If you select that option a new UI will start and give you the option to specify the destination directory where you would like the text form of the documents to be saved. Once you have specified the destination directory and hit the Okay button text only copies of the original documents that were returned from the search will be placed in the specified directory. Each document will be named in the CIK-RDATE-CDATE-~ form so you have an audit trail back to the source document. Here is an image of a directory with a collection of filings that have been converted to text.
Here is a partial image of an 8-K filing in html format:
Here is an image of the same document after conversion to text:
Since we presume that these txt files will be used as inputs to some additional processing system we have not added line breaks. The only line breaks in the file are those indicated by the html code so they are a bit painful to read. However, all of the text is present.
We have now completed the end-end linkage to make the audit opinions available for download automatically. Specifically we have connected all of the code pieces that were required to identify the 10-K filings made by Large Accelerated Filers, extract the audit opinion from the filing and then push it to the server that handles your requests when submitted. Because of the nature of the resources we are using these reports are currently available around 3:00 AM the morning after they are filed. That is if any are filed on Monday – the audit reports should be available to you at around 3:00 AM on Tuesday.
We are also working on providing a summary of the Critical Audit Matters described in the opinions as well as additional meta-data about the opinion. If you would like to review the current status of this summary detail please follow this link (CAM_SUMMARY). Below is an image of the current data columns in this file (columns A-E have meta-data that can be used to tie these details back to the actual 10-K filing where the opinion was found
We are specifically identifying the nature of the type of audit opinion (REPORT_TYPE) where the CAM are described (FINANCIAL or COMBINED where COMBINED includes both the opinion on the financial statements as well as the opinion on internal control). We are also indicating the nature of the opinion and if an exception is noted then it will be reported in the EXCEPTION column. CAM_COUNT is an integer that indicates the number of CAM listed in the opinion. And then finally we are currently listing the title the auditor uses to describe the CAM.
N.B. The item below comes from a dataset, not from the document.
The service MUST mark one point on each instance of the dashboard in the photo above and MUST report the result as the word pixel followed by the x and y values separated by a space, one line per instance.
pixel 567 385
Here are some fun facts (only accounting researchers/faculty would call these fun facts) from our initial analysis:
Distribution of CAM counts by registrant:
Five audit reports made mention of 4 CAMs, and 20 listed 3. Here are the five registrants whose audit reports listed four CAM:
The most common CAM address measurement and impairment issues related to intangible assets (Goodwill generally but also the allocation across various types of intangible). Both tax and revenue issues are also very prominent in the collection. I think what surprised me the most is that there are mentions of inventory valuation issues in eight of the opinions. I am not sure why I am surprised by this as our profession has roots in several frauds involving massive inventory misstatement.
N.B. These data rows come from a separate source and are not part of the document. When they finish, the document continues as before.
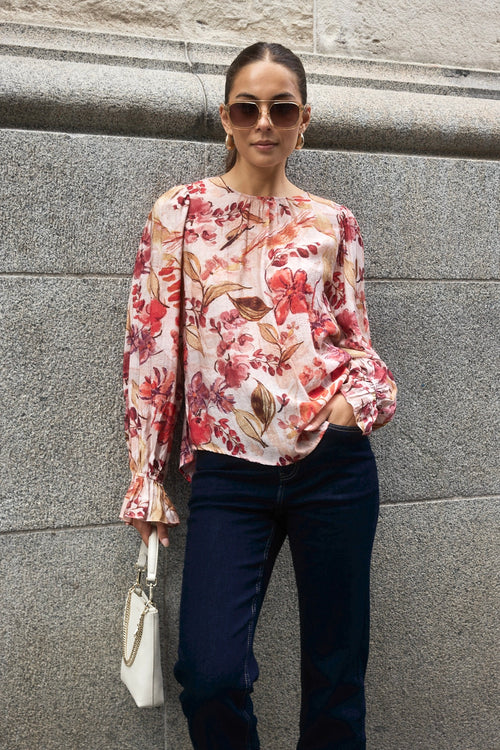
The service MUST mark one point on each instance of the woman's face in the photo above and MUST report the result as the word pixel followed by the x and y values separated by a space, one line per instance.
pixel 264 145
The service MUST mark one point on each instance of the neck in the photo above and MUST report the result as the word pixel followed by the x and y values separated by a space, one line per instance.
pixel 263 182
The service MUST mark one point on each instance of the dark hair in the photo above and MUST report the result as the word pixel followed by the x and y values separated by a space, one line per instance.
pixel 264 51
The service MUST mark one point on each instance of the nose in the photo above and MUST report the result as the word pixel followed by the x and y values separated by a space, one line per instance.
pixel 264 120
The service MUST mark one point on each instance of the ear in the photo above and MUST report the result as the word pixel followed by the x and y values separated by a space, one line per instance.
pixel 306 118
pixel 224 118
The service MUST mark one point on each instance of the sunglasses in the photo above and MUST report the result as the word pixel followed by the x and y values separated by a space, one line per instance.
pixel 281 115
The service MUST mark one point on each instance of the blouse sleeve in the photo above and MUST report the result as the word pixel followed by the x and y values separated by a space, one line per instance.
pixel 370 386
pixel 152 379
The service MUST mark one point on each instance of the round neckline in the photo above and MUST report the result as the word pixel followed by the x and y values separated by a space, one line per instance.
pixel 227 188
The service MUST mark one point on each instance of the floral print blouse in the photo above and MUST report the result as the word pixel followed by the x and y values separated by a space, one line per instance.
pixel 253 309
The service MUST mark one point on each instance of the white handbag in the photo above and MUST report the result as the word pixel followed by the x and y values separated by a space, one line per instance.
pixel 141 659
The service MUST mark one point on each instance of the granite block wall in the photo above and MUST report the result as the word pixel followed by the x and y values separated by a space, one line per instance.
pixel 72 209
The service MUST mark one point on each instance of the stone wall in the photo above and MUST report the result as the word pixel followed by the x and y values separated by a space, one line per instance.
pixel 94 127
pixel 464 33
We are isolating the CAM with the plan to create a separate file for each CAM mentioned in an opinion. We have some ideas as to why this separation will be useful – but more on that later. We are also developing a standardized taxonomy with the intention of delivering both the original language of the CAMs as described by the auditor and a more parsimonious description that would make using these as inputs to empirical models a bit simpler. To make this a bit clearer – here are four descriptions of Goodwill Impairment Assessments
Goodwill Impairment Assessment – Cortland U.S. Reporting Unit
Goodwill Impairment Assessment
Goodwill Impairment Assessment – Adtalem Brazil Reporting Unit
Goodwill Impairment Assessment – Company-Owned Reporting Unit
A scan of these suggests these are all similar in nature and could be standardized to allow better sorting and coding.